ASCENSÃO E QUEDA DOS CARISMÁTICOS


No auge da última campanha eleitoral, quando os três principais candidatos buscavam a chance de ser primeiro mandatário do Brasil, um país líder inconteste da América Latina, um professor da Universidade Federal do Paraná, colega de pós-graduação da PUC-RJ, realizada em meados dos anos 70, me envia um texto publicado pela Jorge Zahar Editora em 1993. Num bilhete anexo, ele dizia que o texto deveria ser lido por muitos, para se pudesse compreender melhor o que Max Weber conceituava de “dominação carismática”, no passado muito aplicada ao campo religioso, significando um dom gratuito de Deus.

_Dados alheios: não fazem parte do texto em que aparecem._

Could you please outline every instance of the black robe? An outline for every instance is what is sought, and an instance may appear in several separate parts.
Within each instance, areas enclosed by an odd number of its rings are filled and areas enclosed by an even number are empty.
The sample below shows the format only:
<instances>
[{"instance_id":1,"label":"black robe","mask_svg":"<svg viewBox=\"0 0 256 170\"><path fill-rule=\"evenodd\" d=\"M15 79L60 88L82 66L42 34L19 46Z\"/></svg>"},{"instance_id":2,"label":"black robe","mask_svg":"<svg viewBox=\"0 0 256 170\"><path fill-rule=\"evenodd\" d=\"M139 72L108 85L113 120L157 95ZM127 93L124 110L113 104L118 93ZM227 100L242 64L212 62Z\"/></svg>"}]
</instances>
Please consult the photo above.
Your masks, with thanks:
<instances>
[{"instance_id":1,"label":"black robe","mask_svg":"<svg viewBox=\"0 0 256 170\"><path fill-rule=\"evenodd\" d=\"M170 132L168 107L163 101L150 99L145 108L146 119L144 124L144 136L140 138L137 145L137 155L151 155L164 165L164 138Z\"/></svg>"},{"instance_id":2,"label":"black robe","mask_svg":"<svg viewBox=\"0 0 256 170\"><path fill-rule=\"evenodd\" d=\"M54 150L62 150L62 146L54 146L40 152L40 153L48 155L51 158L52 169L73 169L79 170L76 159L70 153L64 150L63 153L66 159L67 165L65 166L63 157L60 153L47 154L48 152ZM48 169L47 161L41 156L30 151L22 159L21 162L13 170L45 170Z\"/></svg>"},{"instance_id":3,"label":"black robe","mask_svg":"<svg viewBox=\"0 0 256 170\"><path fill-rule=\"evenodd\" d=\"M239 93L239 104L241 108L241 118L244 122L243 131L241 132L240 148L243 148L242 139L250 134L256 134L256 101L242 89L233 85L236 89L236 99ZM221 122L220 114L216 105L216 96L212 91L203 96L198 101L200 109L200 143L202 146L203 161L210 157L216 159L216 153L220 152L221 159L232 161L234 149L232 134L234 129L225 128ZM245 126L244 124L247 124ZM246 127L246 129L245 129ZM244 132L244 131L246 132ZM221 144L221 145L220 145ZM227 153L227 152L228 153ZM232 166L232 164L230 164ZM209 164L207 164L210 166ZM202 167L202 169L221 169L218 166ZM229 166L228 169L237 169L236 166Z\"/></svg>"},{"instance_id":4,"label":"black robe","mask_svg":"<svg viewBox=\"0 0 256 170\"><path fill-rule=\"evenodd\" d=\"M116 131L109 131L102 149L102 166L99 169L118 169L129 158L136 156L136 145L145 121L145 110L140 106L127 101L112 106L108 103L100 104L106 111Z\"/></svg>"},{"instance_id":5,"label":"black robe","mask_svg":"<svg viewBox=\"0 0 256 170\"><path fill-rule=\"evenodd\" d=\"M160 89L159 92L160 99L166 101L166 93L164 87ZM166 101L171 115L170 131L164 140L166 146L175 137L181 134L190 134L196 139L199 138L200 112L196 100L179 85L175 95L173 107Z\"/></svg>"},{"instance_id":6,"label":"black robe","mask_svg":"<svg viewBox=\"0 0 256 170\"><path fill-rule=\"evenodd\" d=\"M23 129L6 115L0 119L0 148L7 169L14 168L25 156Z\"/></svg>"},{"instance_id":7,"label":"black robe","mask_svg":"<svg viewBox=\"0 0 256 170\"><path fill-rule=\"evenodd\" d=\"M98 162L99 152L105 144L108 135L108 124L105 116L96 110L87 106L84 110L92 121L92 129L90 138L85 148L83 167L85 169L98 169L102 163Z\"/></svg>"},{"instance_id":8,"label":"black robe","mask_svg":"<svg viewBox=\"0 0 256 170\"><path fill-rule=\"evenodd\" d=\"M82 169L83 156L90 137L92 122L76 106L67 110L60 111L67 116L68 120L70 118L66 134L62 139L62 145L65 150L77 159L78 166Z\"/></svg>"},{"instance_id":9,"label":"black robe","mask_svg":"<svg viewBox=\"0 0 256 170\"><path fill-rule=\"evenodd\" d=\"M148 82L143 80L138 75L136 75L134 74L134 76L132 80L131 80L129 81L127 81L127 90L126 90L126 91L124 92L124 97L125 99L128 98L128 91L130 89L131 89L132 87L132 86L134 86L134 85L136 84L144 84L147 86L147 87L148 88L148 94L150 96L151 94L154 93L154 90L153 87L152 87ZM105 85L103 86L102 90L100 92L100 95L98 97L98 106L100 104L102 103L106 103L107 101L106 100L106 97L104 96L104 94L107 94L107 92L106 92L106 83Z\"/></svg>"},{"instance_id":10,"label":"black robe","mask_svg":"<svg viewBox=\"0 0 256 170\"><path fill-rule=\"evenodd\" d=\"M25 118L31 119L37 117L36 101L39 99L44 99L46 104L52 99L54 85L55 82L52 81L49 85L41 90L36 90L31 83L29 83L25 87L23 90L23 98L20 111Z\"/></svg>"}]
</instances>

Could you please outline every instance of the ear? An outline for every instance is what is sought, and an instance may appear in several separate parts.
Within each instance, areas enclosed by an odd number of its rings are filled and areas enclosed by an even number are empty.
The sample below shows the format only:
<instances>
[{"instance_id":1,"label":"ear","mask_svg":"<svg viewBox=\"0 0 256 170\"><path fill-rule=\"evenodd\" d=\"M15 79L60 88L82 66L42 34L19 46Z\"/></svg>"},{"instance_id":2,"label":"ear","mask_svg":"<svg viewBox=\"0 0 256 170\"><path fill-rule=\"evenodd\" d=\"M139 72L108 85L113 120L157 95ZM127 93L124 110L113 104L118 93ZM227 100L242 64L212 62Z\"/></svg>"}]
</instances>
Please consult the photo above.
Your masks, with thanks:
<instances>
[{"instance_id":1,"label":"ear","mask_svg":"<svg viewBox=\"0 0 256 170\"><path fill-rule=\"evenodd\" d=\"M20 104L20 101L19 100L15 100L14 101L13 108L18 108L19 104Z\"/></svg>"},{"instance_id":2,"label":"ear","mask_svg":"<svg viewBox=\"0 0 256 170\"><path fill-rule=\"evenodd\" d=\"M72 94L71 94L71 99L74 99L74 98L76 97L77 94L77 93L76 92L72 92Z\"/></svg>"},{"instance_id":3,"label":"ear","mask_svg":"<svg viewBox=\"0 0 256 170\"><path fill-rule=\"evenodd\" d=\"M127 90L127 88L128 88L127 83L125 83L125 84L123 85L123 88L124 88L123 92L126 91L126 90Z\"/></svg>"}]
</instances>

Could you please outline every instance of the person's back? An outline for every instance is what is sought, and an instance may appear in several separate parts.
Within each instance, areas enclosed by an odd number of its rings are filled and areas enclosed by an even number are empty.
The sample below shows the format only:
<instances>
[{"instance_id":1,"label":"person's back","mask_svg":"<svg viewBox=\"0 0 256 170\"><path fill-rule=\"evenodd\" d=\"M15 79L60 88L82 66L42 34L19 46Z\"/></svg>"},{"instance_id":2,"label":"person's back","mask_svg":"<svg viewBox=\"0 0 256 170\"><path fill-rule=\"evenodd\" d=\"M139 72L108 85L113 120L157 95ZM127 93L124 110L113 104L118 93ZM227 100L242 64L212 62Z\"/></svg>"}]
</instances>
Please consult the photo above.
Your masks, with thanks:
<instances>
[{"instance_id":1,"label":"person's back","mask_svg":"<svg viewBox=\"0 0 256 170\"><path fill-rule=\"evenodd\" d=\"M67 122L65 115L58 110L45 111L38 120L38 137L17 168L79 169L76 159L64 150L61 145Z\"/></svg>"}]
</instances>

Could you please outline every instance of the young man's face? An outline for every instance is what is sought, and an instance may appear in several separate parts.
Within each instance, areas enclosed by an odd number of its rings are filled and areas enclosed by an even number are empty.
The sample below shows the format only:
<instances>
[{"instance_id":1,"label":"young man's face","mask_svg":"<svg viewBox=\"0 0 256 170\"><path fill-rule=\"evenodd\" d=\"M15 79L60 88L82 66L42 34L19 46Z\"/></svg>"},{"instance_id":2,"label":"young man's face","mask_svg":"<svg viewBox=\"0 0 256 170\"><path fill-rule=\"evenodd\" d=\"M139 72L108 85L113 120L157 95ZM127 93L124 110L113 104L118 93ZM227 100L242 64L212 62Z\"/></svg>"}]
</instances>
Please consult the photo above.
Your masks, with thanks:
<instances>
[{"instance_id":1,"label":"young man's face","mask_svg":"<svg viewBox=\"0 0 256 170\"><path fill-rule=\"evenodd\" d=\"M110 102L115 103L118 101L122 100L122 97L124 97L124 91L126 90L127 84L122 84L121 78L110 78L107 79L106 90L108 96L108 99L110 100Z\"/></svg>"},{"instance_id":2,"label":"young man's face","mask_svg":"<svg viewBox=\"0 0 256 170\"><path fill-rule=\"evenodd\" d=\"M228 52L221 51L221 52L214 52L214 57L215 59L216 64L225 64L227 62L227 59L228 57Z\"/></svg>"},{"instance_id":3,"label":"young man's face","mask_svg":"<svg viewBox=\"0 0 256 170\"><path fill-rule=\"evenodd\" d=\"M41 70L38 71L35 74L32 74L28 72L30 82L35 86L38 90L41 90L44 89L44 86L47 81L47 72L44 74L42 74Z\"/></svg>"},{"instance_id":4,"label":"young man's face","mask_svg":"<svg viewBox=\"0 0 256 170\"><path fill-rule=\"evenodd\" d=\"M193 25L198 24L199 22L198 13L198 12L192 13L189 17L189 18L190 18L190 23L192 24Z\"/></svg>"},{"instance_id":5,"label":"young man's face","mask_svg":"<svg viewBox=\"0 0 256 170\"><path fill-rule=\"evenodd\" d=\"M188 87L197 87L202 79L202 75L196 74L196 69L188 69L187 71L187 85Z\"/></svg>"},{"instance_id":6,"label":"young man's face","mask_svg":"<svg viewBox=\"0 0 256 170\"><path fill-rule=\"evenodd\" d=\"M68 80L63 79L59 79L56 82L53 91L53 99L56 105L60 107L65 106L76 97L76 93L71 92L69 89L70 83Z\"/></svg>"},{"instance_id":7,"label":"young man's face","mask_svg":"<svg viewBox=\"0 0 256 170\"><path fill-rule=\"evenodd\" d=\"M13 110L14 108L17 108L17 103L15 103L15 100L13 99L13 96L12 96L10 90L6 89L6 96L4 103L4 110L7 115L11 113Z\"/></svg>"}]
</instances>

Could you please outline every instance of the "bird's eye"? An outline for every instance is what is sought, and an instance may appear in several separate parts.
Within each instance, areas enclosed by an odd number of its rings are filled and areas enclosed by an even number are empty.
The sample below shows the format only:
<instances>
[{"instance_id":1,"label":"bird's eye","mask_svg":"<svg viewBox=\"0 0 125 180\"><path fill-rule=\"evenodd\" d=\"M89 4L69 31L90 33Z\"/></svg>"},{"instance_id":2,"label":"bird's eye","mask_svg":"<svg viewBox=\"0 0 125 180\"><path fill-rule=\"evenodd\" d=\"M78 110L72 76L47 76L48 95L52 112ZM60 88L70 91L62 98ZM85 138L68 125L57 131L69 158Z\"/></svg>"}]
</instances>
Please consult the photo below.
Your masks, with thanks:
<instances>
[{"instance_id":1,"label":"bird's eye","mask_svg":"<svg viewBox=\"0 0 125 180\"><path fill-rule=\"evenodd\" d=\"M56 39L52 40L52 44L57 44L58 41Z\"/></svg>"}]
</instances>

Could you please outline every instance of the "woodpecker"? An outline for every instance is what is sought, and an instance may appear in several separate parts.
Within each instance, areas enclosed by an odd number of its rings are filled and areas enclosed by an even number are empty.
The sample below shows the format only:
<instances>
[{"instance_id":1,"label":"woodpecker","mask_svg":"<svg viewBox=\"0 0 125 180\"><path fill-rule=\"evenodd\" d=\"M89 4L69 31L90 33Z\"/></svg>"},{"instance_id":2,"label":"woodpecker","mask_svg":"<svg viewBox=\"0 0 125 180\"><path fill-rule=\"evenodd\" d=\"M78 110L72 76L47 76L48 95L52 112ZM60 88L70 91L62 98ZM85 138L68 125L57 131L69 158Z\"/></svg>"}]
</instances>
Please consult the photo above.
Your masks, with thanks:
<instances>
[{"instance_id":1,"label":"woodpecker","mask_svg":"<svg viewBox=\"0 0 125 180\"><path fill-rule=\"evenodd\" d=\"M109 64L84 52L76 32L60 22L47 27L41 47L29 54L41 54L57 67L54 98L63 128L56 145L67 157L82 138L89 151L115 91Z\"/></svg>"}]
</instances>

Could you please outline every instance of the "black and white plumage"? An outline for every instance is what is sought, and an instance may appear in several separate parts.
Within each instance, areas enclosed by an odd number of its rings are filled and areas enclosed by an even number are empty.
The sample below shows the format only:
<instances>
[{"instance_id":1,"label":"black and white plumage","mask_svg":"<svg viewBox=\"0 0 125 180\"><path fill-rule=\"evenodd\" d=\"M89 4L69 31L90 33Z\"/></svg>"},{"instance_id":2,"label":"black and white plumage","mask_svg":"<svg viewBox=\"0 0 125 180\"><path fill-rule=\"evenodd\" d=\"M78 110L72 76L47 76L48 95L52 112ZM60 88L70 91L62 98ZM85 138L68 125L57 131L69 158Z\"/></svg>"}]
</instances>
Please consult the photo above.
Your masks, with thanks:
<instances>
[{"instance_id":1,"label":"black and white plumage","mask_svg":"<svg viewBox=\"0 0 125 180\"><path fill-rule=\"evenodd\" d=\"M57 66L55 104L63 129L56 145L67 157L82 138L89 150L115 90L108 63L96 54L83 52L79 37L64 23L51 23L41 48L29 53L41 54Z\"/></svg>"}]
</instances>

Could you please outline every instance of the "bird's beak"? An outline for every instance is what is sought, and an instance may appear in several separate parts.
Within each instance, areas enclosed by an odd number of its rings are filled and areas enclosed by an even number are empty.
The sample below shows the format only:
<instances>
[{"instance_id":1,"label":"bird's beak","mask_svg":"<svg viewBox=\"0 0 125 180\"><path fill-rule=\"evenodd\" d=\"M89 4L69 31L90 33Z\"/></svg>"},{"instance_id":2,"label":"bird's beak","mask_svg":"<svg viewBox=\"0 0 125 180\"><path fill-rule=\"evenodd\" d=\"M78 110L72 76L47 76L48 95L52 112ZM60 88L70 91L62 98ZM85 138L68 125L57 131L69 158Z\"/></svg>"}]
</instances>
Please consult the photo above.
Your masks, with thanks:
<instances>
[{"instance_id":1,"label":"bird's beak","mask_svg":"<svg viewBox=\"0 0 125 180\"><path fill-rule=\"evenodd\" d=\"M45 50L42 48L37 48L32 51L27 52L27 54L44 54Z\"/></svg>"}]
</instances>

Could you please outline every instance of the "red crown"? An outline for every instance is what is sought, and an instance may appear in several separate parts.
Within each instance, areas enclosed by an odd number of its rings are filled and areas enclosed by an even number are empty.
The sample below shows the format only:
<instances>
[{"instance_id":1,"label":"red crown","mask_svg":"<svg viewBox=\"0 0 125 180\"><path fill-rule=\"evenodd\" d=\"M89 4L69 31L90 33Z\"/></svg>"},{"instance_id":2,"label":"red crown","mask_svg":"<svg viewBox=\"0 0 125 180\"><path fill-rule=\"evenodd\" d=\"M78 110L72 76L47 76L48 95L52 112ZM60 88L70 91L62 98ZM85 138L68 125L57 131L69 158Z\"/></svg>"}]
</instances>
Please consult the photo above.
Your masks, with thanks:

Max Weber e outros estudiosos utilizaram a expressão para identificar aquela personalidade dotada de qualidade extraordinária e indefinível, indo além das ditas humanas normais. Segundo ainda o sociólogo famoso, trata-se de um poder sem base racional, sendo instável, arbitrário, dotado de características revolucionárias, muitas vezes em colisão com os conceitos teóricos de uma sadia organização, não podendo a “dominação carismática” ser delegada nem tornada hereditária.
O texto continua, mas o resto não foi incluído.